Compte tenu de l’ensemble des propriétés motrices de ces neurones, Rizzolatti et ses collègues (1988) ont proposé que l’aire F5 contienne une sorte de « vocabulaire des actions » (Arbib, 1981), dont les populations de neurones constitueraient les « mots ». Certains mots détermineraient le type d’action à effectuer (i.e. préhension, manipulation etc.), d’autres spécifieraient la manière la plus appropriée d’interagir avec l’objet cible (i.e. pince de précision, avec les doigts etc.).
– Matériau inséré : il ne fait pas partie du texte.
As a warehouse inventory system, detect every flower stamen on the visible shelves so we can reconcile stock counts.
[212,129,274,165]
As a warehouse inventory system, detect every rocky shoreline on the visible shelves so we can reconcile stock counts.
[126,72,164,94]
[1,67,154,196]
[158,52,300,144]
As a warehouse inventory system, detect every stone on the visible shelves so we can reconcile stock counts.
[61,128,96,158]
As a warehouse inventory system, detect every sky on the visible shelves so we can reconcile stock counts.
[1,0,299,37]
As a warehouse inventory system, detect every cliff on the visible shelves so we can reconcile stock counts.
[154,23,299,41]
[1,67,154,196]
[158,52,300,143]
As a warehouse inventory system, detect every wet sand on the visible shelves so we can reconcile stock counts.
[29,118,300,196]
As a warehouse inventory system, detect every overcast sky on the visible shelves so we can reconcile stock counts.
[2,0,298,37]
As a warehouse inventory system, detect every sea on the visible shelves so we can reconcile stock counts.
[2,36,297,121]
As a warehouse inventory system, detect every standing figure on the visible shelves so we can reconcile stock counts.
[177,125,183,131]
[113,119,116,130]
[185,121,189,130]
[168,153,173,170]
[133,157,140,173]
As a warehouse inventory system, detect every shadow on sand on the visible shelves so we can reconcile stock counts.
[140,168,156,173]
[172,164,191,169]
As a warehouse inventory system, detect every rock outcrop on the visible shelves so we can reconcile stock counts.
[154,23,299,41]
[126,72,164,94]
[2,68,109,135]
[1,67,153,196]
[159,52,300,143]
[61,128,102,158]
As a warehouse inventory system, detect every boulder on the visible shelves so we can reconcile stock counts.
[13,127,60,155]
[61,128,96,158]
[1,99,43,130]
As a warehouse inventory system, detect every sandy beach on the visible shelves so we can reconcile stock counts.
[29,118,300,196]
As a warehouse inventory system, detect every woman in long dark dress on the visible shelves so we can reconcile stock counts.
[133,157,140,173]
Autrement dit, l’aire F5 stockerait des « actions potentielles », ayant conduit les auteurs à suggérer que l’activation de ses neurones ne conduise pas nécessairement à une action, mais évoque la représentation interne de cette action (Jeannerod, 1994 ; Rizzolatti & Fadiga, 2004).

Mais la découverte cruciale et inattendue, qui a réellement bouleversé le monde des neurosciences, est qu’une partie des neurones de F5 (20 %) possède, outre les propriétés motrices décrites ci-dessus, des propriétés visuelles. Deux classes de neurones sont distinguées : les « neurones canoniques » et les « neurones miroir ». Après avoir brièvement introduit les propriétés visuelles des neurones canoniques, nous nous attarderons plus longuement sur celles des neurones miroir.

Notes
2.

La somatotopie désigne la représentation du corps, point par point, par des éléments nerveux discrets au sein d'une structure nerveuse. Elle permet au système nerveux de discriminer spatialement les messages sensitifs qu’il reçoit, ainsi que de commander précisément différents segments corporels.